A pesar de la derrota, Haaland expresó su deseo de que Inglaterra gane el torneo. “Por supuesto que quiero que gane Inglaterra. De hecho, de pequeño tuve una camiseta de Inglaterra antes que la de Noruega. Es un buen país y tienen una camiseta bonita”, confesó el atacante, quien conquistó a los aficionados en este Mundial al marcar siete goles en cinco partidos.
Respecto al futuro de su selección, Haaland se mostró optimista y destacó que lo más importante del certamen fue poner a Noruega en el mapa. “Contamos con una ‘generación increíble’ de futbolistas”, dijo, esperando consolidar a su país en futuras Eurocopas y Mundiales.
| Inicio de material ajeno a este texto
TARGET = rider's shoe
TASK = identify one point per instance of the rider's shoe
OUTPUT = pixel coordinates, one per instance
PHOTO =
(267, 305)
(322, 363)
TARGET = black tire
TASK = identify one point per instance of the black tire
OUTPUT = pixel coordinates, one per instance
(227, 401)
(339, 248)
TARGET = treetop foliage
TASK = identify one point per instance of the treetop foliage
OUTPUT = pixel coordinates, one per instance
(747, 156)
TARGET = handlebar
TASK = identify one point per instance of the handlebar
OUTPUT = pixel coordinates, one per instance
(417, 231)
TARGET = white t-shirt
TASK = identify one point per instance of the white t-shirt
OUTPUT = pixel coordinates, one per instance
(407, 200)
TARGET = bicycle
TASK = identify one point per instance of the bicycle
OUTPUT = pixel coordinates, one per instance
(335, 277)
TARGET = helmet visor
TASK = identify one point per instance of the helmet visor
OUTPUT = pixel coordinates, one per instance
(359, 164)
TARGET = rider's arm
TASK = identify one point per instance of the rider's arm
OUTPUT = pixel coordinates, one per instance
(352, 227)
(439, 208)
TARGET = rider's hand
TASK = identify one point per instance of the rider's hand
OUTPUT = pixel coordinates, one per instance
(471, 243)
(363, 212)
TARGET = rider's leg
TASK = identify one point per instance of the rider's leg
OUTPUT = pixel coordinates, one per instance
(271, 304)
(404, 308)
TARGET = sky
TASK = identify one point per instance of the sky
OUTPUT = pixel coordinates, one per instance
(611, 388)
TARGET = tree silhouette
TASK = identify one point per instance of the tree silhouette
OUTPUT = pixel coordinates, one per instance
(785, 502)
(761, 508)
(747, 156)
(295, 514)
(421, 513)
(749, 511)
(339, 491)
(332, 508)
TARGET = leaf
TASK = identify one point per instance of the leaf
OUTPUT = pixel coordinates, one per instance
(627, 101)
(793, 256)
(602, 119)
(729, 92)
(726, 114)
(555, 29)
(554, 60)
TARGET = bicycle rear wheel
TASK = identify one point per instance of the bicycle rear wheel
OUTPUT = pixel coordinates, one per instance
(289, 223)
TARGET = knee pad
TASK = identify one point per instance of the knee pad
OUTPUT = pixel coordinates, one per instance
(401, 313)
Por otro lado, Alf-Inge Haaland, padre de Erling, reaccionó con molestia tras el encuentro, felicitando irónicamente a Bellingham y al árbitro Clement Turpin: “Bien hecho, Bellingham y árbitro”. La controversia surgió porque, previo al gol del empate inglés en el minuto 47, el balón pegó con el cable de una sky-cam modificando su trayectoria. Según el reglamento, el gol no debió contar, pero la jugada continuó y se dio la anotación por válida.
Durante el encuentro, Nyland, Erling Haaland y su entrenador, Stale Solbakken, señalaron al cielo, pero el árbitro no consideró la situación. El segundo entrenador de Noruega, Kent Bergersen, denunció la polémica al final del primer tiempo. Ante esto, la FIFA respondió asegurando que el sensor del Connected Ball “no registró impacto en el aire” y afirmó que no hay prueba de que el balón tocara el cable de la sky-cam.